CHAPTER 35

Two Attacks on Police Officers 1954

Douglas swore at the policeman, then hit him onthe jaw and knocked him to the ground.

The mid-50s were not happy years for police officers. Street attacks were common, and in 1954 there were some normal drink and fight problems, but also some very odd cases.

PC Dennis Matthews’s young son caused a lot of trouble one night in Ashby. He had been watching a programme called Journey into Space on television one night, and then decided to go wandering around the streets. His walk took him towards the home of William Douglas, in Wesley Road, and from then on, the boy seems to have spun a yarn, convincing Douglas that his father was in the habit of beating him.

When the constable, on his bike and searching for his son in the darkness of the late evening, finally came across Douglas, it was a heated exchange. The constable asked Douglas if he had seen a little boy, and the boilerman, who was now in Bellingham Road and clearly hunting for the man who had been so brutal to a small boy, said the child was in his home.

Douglas swore at the policeman, then hit him on the jaw and knocked him to the ground. Matthews had called for his son, after getting to his feet, and did not retaliate. Instead, he simply put the boy on the saddle and rode home. There was physical punishment in the Matthews household, but it came allegedly from the mother. But at the time, Douglas turned his venom on the man who had apparently abused a small boy. He threatened the officer, saying, ‘If you touch the boy again I will murder you.’
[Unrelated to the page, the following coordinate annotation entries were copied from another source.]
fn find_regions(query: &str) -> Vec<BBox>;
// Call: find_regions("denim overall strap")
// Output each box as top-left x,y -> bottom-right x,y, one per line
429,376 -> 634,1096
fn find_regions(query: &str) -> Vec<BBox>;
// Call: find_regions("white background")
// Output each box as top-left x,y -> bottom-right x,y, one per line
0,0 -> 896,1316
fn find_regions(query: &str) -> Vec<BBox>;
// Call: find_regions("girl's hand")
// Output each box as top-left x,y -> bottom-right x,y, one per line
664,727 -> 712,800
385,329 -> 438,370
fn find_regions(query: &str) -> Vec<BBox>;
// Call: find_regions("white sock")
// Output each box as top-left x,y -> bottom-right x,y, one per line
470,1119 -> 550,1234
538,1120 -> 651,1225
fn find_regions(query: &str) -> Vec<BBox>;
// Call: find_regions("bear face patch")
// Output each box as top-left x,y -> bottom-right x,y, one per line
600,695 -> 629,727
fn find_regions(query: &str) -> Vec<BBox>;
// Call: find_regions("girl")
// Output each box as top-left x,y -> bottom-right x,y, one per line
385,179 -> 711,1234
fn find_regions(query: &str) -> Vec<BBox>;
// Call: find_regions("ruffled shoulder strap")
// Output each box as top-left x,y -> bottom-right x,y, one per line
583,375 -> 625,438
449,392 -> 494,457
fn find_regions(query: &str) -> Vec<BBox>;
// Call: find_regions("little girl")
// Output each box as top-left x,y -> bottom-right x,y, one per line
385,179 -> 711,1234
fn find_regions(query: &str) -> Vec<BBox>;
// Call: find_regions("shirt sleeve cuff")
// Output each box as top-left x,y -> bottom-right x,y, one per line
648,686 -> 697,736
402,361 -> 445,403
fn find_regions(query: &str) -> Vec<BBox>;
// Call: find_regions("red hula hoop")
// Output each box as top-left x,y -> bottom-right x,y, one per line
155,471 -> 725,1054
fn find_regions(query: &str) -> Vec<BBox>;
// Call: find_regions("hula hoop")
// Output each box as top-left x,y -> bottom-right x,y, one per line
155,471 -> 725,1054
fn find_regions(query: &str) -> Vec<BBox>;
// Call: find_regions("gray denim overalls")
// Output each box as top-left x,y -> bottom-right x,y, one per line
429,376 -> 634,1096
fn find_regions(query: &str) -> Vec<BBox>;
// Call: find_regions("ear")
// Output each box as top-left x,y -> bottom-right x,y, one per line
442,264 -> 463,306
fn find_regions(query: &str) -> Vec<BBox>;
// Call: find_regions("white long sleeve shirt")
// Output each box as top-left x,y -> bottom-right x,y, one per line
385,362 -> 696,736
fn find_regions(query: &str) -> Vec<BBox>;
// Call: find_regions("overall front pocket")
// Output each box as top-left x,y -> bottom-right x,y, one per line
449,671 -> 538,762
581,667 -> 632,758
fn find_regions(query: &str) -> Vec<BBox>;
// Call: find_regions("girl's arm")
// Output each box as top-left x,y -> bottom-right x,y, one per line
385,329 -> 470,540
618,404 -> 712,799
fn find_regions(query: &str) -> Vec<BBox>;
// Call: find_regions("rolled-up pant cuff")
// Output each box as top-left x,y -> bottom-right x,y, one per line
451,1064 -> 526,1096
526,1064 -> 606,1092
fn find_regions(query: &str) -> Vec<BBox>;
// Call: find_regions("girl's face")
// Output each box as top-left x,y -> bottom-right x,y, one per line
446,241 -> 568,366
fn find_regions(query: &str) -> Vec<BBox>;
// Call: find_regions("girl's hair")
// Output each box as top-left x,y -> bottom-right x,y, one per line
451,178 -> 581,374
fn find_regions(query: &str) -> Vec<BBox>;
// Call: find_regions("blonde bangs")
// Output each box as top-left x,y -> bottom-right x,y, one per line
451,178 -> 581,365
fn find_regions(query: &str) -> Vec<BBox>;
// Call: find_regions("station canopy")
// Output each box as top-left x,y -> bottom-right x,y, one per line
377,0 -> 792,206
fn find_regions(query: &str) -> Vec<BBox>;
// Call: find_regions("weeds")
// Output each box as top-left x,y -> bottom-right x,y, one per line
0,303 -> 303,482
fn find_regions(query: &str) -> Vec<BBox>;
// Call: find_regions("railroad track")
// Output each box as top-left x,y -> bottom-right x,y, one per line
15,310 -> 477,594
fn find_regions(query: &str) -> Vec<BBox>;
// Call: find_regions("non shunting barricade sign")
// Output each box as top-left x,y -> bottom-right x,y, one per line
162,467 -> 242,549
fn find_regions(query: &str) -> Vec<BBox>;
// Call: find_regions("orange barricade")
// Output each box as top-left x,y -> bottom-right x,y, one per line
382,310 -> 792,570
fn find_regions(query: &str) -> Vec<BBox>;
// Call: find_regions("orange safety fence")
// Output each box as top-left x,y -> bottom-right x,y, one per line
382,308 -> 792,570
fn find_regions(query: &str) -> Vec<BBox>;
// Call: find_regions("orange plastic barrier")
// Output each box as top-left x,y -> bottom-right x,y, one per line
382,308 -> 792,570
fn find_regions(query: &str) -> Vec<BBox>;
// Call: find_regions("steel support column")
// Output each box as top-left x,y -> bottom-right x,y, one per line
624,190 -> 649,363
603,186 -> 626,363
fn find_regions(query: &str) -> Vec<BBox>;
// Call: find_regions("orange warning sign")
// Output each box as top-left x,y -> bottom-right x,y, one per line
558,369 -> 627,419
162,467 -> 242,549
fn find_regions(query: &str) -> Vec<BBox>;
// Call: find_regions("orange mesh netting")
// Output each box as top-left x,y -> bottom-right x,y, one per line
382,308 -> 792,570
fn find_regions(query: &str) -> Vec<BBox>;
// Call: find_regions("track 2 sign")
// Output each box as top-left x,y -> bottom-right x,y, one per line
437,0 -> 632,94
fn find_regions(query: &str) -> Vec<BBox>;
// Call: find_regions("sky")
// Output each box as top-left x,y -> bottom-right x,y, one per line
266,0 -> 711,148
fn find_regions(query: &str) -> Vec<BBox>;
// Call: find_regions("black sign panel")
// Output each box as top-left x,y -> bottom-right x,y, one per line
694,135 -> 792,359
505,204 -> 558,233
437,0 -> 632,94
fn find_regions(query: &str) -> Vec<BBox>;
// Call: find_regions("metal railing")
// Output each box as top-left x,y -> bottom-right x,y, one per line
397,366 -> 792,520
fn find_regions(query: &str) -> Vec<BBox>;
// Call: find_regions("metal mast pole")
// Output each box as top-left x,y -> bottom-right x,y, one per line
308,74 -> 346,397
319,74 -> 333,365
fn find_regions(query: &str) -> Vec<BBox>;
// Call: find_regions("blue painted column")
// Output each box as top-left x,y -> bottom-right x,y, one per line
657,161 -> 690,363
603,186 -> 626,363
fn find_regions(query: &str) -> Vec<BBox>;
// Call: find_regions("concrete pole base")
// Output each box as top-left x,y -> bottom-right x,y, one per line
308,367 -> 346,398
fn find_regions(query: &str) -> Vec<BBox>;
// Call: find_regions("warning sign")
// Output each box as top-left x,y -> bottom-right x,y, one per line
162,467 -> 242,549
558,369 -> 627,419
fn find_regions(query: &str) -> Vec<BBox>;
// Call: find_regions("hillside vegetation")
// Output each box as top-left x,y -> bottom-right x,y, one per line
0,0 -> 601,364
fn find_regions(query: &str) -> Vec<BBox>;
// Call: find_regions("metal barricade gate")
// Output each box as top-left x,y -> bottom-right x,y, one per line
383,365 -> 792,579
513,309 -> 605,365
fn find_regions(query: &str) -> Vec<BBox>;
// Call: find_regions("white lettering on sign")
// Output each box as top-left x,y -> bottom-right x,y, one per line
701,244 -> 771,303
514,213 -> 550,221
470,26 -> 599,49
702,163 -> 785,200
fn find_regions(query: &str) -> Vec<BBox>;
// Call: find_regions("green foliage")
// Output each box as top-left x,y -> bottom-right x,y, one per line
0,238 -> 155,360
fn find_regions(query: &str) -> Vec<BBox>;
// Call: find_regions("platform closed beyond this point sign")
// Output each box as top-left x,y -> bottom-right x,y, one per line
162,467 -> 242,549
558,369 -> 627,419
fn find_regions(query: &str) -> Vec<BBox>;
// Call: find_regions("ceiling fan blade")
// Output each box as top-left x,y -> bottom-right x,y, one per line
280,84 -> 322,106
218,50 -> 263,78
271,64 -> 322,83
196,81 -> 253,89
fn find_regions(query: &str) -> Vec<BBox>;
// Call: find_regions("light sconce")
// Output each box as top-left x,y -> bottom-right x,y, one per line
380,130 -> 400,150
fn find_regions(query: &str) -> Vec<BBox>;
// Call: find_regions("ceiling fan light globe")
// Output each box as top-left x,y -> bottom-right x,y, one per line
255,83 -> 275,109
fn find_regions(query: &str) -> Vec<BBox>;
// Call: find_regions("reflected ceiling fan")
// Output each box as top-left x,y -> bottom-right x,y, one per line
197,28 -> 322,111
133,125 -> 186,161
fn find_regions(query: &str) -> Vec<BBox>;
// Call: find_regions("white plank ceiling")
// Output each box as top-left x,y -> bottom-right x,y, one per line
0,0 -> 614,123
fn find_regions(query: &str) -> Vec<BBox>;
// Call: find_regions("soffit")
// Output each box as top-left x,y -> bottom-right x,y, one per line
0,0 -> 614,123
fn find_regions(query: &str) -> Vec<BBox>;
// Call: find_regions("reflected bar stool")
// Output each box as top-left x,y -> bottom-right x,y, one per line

Douglas’s solicitor, H M Winocour, argued very convincingly that Douglas’s moral indignation was the action of a thoughtful and caring civilised man, but the fact was that Matthews’s jaw was broken, and Dr Robert Eminson stated that there were no marks on the boy to indicate harsh physical beatings. A A Collins, acting for Matthews, gave an explanation that matches the facts and events very well. He said that the boy had been ill, had nightmares, and had been suffering from a feverish condition for some days. It seems highly likely that his imagination had created a scenario to rival some of his comics’ and television storylines. To make things worse, the boy was wearing pyjamas, giving the impression that he had run away from home in some haste and in a panic, at such an abnormal time to be out and about.

Emotions ran so high that Winocour actually reacted to Mrs Matthews’s anger by saying that surely Douglas had saved her son’s life? The woman was clearly in trouble, knowing that her husband had said that she would hit the child if any hitting had to be done. That did not help his case.

This tale has an element of black comedy, and is bizarre in the way it brings out communal attitudes at the time. But there is nothing amusing about the assaults on PC John Henderson and Sergeant Cuttell, who were attacked by a crowd of Irish labourers. Five of the attackers were destined for imprisonment, such was the ferocity of the violence unleashed that night.

It was a Wednesday night, and the labourers had been paid. There went on the usual pub crawl and turned nasty. The bunch seem to have been led by Desmond McCabe and Patrick Harte, two men in their twenties. The group had only been in the town for a few days, working for contractors on the steelworks. When officers had words with them outside the Furnace Arms, the response was unexpectedly savage. The two officers were thumped, kicked and struck with beer bottles as more men set about them. But two civilians had helped the police, one of them knocking McCabe to the ground. DI Cottingham in court made the point that it was hard to distinguish who did exactly what in the affray, but one officer could only recall seeing heaps of broken glass before losing consciousness. Another officer, PC Henderson, limped into court. He said that McCabe broke a bottle on a nearby traffic sign and came at him with it. McCabe had also been seen kicking an officer as he was down on the road.